The orchestrator keeps a reverse-order compensation stack as each forward activity succeeds. If a later activity raises an exception, previously registered compensations run in reverse order.
@bp.orchestration_trigger(context_name="context")
def saga_compensation_orchestrator(context: df.DurableOrchestrationContext):
payload = context.get_input()
completed_steps = []
compensations = []
try:
reservation = yield context.call_activity("reserve_inventory", payload)
completed_steps.append(reservation)
compensations.append(("release_inventory", {"reservation_id": reservation["reservation_id"]}))
payment = yield context.call_activity("charge_payment", payload)
completed_steps.append(payment)
compensations.append(("refund_payment", {"payment_id": payment["payment_id"]}))
confirmation = yield context.call_activity("send_confirmation", payload)
completed_steps.append(confirmation)
return {"status": "completed", "completed_steps": completed_steps}
except Exception:
compensation_results = []
for activity_name, compensation_payload in reversed(compensations):
compensation_results.append(
yield context.call_activity(activity_name, compensation_payload)
)
return {"status": "compensated", "compensations": compensation_results}
The sample also wires in azure-functions-logging-python for structured logs and includes DB_URL
configuration plus azure-functions-db-python dependency so saga audit handling is ready to expand into
binding-backed persistence.
Project Structure¶
examples/orchestration-and-workflows/saga_compensation/
|- function_app.py
|- host.json
|- local.settings.json.example
|- pyproject.toml
`- README.md
Config¶
Copy local.settings.json.example to local.settings.json and provide:
AzureWebJobsStorage: durable state storage connection string or Azurite settingFUNCTIONS_WORKER_RUNTIME=pythonDB_URL: connection string or SQLite URL used by audit-related configuration
Default local example:
{
"IsEncrypted": false,
"Values": {
"AzureWebJobsStorage": "UseDevelopmentStorage=true",
"FUNCTIONS_WORKER_RUNTIME": "python",
"DB_URL": "sqlite:///local-saga.db"
}
}
Run Locally¶
cd examples/orchestration-and-workflows/saga_compensation
pip install -e ".[dev]"
cp local.settings.json.example local.settings.json
func start
Start a normal run:
curl -X POST "http://localhost:7071/api/start-saga-compensation" \
-H "Content-Type: application/json" \
-d '{"order_id":"ORD-2001","sku":"demo-widget","quantity":1,"amount":59.99,"email":"buyer@example.com"}'
Trigger compensation:
curl -X POST "http://localhost:7071/api/start-saga-compensation" \
-H "Content-Type: application/json" \
-d '{"order_id":"ORD-2002","fail_confirmation":true}'
Expected Output¶
POST /api/start-saga-compensation -> 202 Accepted
Successful orchestration result:
- status: completed
- completed_steps: reserve_inventory, charge_payment, send_confirmation
Compensated orchestration result:
- status: compensated
- error: Confirmation dispatch failed for order ORD-2002
- compensations: refund_payment, release_inventory
Production Considerations¶
- Idempotency: all forward and compensating activities should tolerate at-least-once execution.

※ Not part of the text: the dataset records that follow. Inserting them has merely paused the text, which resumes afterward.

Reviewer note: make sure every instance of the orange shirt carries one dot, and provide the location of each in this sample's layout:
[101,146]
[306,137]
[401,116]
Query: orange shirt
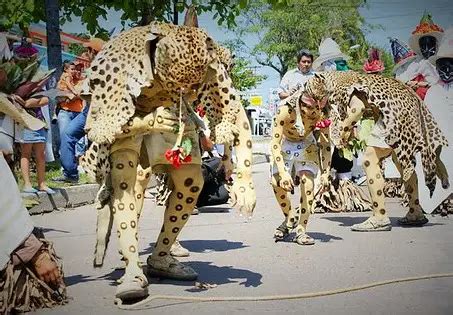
[75,104]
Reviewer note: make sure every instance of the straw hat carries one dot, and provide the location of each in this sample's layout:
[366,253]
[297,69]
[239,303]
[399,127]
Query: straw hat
[18,114]
[445,47]
[426,27]
[374,63]
[94,43]
[401,53]
[328,50]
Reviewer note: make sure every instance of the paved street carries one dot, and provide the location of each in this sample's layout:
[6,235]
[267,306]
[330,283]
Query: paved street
[243,260]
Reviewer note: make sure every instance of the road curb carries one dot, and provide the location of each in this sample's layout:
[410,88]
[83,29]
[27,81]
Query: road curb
[75,196]
[66,197]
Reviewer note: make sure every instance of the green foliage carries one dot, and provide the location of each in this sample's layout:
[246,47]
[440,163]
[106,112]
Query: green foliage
[16,12]
[288,26]
[243,77]
[76,49]
[142,12]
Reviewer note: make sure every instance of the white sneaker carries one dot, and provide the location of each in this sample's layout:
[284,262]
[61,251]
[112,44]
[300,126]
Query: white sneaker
[177,250]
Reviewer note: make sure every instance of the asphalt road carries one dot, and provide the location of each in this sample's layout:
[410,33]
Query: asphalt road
[242,259]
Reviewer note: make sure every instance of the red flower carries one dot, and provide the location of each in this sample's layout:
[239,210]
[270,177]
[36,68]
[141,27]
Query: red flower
[323,124]
[200,110]
[175,157]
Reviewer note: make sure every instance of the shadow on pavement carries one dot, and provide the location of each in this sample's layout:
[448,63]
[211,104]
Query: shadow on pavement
[213,274]
[201,246]
[45,230]
[349,221]
[323,237]
[112,276]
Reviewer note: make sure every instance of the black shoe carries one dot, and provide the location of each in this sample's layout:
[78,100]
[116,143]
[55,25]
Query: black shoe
[64,179]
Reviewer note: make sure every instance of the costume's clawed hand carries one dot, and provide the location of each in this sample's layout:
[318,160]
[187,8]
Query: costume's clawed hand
[325,180]
[286,182]
[46,269]
[243,195]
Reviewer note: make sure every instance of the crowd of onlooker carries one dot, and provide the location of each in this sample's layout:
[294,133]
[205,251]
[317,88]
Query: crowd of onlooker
[68,119]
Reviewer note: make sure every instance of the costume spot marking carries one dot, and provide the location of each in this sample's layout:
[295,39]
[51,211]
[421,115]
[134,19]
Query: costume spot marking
[194,189]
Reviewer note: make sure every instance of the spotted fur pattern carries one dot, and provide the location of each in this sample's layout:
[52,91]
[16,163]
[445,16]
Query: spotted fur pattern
[411,125]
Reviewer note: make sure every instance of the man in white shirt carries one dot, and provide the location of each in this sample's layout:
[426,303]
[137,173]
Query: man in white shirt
[296,78]
[424,41]
[439,100]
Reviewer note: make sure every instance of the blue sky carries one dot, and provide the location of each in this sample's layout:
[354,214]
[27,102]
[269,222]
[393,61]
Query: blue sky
[398,18]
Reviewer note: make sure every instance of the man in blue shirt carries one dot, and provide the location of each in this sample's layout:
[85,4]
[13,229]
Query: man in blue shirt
[296,78]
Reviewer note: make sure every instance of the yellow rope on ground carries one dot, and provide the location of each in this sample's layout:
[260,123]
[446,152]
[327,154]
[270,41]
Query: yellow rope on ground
[277,297]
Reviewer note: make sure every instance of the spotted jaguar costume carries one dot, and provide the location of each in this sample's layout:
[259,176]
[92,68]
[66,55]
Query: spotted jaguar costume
[404,127]
[142,86]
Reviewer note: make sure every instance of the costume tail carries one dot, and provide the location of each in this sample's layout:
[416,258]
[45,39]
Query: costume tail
[433,139]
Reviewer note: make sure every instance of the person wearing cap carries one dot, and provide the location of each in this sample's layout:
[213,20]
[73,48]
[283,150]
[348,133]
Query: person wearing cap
[374,64]
[68,109]
[338,196]
[403,56]
[439,100]
[330,57]
[424,41]
[296,78]
[74,130]
[24,257]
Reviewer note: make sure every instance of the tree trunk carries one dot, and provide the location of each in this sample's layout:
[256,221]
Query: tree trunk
[53,40]
[175,12]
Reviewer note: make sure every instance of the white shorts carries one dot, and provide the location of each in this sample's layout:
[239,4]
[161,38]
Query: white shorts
[378,135]
[299,156]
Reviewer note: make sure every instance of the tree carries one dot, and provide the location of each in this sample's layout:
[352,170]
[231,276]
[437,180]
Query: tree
[243,77]
[285,29]
[53,40]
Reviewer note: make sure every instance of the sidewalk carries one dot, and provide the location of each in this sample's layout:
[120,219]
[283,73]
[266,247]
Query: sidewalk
[78,195]
[243,260]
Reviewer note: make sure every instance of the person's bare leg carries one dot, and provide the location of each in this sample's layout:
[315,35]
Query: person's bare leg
[40,155]
[26,149]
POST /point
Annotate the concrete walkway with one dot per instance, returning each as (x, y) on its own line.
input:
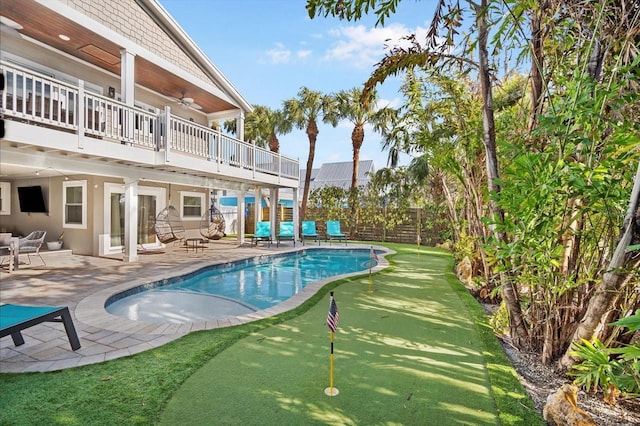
(84, 283)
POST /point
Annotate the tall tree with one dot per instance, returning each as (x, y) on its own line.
(437, 53)
(359, 113)
(304, 112)
(264, 124)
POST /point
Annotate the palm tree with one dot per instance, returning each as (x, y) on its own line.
(360, 113)
(303, 112)
(352, 109)
(264, 124)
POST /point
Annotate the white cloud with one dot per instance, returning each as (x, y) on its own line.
(362, 46)
(279, 54)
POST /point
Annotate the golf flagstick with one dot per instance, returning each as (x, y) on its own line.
(332, 323)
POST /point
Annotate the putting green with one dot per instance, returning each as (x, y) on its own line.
(405, 353)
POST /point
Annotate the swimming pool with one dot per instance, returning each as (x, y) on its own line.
(237, 288)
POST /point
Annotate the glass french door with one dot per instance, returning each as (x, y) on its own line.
(149, 202)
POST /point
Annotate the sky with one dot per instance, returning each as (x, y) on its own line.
(270, 49)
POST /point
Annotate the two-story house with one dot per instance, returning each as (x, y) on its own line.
(107, 117)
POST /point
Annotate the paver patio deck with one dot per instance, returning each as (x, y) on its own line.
(83, 283)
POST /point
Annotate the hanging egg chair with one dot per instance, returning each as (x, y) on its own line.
(169, 226)
(212, 224)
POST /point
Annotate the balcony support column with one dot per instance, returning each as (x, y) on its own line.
(131, 220)
(80, 116)
(296, 214)
(242, 205)
(273, 210)
(127, 88)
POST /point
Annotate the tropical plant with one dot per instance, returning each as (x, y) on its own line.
(263, 125)
(304, 112)
(611, 369)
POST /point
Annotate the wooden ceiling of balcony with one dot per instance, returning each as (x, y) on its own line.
(41, 24)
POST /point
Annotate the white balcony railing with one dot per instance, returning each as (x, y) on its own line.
(36, 98)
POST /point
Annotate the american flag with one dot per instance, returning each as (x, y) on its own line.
(333, 316)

- Ordering: compensation must reflect business rollback order, not just implementation order.
- Observability: log
order_id, durableinstance_id, compensation count, and failure reason. - Storage: keep durable history storage and audit persistence capacity aligned with orchestration volume.
- Recovery: define operator playbooks for partially compensated incidents and non-compensable failures.